I was literally born a ‘foodie’. I remember the things we ate when I was a baby, decades before that term existed. I even remember isolated incidents, like the time we actually roasted chestnuts on a fire, and that one time Mom gave me a sip of her cream and sugar loaded coffee. I was 2 years old. Throughout the rest of my childhood I noticed the nuanced flavors of everything, inquired about recipes and ingredients, and automatically created a sensory inventory of exotic spices, grains, flavorings, etc. We went to lavish, authentic Indian dinners at the Nashville Transcendental Meditation Center, and I was in awe of all the strange flavor palettes I’d never known existed. Cooking and eating would become a lifelong hobby and a great source of enjoyment for me.
Little had I known that my knowledge of basic food chemistry would one day be critical to my understanding of restricted diets. Going starch free is far more difficult than one would imagine, and even I was unprepared for just how many types of foods contain it. I had a handle on grains, legumes, roots, and bananas…which is already a lot! But Ankylosing Spondylitis information sites were telling me that seeds were also starchy.
I couldn’t believe that…thought they simply had to be mistaken, until I pondered the similarity between seeds and grains. Still I was convinced that seeds had to be so low in starch, it wouldn’t even register in my body. And I was kind of right. I would eventually discover that I could get away with small amounts of seeds (in the form of spices), but that my tolerable amount was critically precarious.
And so the next stage of my life began, characterized by the elimination of more and more foods as I increasingly proved too sensitive to handle them. Carrots…gone. Cocoa (a seed)…gone. Supplements with beetroot or rice powder as flowing agents…gone.
I’m not kidding. Even what I refer to as micro-starches had to go. Remember, a molecule of starch is a feast for klebsiella.

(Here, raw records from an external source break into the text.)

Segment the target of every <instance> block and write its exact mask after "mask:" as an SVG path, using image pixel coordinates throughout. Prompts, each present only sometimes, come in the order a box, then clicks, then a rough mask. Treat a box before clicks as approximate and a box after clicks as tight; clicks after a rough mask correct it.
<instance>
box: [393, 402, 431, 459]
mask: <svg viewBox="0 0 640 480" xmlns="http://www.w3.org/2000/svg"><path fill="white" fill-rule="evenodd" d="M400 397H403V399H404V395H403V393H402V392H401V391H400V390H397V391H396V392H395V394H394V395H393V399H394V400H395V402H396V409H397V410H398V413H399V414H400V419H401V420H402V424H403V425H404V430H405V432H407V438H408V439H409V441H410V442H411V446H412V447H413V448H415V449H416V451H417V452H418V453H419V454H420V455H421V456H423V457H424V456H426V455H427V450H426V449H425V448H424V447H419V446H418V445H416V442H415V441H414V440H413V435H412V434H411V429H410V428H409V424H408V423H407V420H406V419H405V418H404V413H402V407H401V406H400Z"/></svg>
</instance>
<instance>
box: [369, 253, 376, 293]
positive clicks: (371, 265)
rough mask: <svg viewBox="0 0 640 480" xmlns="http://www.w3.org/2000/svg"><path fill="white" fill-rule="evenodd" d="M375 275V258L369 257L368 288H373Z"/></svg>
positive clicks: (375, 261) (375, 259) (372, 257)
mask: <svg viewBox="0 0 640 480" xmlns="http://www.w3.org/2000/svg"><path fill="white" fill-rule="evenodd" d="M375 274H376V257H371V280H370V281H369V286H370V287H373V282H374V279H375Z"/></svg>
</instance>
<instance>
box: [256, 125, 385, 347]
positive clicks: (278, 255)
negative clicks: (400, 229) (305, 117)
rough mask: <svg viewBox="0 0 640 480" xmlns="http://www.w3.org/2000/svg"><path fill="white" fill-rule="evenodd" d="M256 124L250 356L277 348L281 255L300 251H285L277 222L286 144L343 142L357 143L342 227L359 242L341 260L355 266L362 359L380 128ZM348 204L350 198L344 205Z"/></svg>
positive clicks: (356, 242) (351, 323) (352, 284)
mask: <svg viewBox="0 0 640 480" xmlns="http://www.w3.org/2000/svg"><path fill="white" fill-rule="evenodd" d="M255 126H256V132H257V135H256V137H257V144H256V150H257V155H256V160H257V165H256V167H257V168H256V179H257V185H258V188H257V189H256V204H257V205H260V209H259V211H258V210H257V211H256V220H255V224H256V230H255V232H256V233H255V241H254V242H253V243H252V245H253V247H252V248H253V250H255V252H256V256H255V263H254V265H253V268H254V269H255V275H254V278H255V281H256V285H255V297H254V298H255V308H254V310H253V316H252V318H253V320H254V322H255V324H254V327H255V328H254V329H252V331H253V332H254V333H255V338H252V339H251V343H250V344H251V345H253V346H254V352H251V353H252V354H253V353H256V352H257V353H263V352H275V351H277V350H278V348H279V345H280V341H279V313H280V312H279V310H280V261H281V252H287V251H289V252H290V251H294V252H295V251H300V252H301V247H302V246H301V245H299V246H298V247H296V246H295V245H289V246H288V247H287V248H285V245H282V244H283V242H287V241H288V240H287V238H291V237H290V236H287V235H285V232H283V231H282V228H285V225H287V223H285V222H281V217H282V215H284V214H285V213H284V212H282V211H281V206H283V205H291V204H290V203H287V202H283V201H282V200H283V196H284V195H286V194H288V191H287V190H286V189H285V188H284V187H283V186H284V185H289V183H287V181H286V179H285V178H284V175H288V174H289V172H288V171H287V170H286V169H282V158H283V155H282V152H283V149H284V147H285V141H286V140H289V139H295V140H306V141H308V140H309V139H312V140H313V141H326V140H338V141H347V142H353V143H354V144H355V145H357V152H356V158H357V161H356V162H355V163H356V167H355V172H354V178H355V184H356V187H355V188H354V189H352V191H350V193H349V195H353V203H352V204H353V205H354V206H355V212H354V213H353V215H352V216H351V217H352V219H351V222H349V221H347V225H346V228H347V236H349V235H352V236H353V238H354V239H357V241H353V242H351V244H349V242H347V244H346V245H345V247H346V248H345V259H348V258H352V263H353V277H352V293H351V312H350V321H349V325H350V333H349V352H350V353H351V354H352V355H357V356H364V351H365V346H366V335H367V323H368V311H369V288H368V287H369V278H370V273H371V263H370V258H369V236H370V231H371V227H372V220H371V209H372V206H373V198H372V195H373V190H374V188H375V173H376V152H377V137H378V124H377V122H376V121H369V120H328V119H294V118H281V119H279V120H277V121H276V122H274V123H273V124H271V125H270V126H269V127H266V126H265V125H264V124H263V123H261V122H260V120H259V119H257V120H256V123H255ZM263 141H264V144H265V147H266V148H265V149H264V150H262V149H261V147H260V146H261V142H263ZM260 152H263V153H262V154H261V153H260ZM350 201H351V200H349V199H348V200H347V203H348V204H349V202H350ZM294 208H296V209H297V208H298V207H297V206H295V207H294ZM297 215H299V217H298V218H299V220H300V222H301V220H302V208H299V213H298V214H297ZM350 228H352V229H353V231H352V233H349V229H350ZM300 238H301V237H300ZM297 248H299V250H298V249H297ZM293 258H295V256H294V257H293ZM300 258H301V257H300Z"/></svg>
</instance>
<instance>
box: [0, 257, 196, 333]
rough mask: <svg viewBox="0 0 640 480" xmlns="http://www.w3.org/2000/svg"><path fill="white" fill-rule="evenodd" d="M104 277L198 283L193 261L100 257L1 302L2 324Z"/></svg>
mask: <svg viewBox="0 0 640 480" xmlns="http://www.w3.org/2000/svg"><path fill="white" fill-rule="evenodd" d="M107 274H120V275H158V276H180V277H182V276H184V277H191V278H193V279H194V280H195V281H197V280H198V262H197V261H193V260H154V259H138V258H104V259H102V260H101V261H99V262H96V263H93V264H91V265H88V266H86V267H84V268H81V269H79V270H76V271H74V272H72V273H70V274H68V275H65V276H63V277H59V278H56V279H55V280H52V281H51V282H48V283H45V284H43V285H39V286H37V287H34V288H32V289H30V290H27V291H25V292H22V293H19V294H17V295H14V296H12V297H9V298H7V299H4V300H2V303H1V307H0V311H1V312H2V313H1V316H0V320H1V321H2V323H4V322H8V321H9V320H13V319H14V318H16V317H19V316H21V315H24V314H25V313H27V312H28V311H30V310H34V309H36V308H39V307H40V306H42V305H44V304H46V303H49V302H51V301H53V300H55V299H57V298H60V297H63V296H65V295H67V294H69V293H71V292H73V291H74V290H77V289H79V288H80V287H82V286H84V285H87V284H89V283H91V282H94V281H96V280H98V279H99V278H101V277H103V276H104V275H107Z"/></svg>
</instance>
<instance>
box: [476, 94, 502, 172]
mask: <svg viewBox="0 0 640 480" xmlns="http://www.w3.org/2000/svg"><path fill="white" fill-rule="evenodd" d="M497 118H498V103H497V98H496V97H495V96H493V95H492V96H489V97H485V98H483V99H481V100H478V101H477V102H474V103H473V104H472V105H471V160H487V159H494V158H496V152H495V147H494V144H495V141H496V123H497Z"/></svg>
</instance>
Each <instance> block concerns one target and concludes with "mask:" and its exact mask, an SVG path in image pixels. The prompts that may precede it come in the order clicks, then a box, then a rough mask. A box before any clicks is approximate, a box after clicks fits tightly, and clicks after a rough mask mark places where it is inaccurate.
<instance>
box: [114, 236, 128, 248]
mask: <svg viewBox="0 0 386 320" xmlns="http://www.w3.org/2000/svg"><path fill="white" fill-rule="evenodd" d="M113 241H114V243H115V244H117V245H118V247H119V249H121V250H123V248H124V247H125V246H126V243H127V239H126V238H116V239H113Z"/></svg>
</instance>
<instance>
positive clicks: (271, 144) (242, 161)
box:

A diet like this is tough, especially for a foodie. It takes dedication and real motivation. And then there is the crossfire of information and misinformation on the internet. I was lucky to know my way through most of this jungle. People would try to tell me my diet was impossible…that starch is in everything, or that going starch free means I can’t have anything with sugar in it. Both of those are myths. (Starch is a sugar, not vice versa).
But I, along with many others, am living proof that going truly starch and lactose free can be done, and that…as you will see…it does put AS mostly, if not entirely, in remission.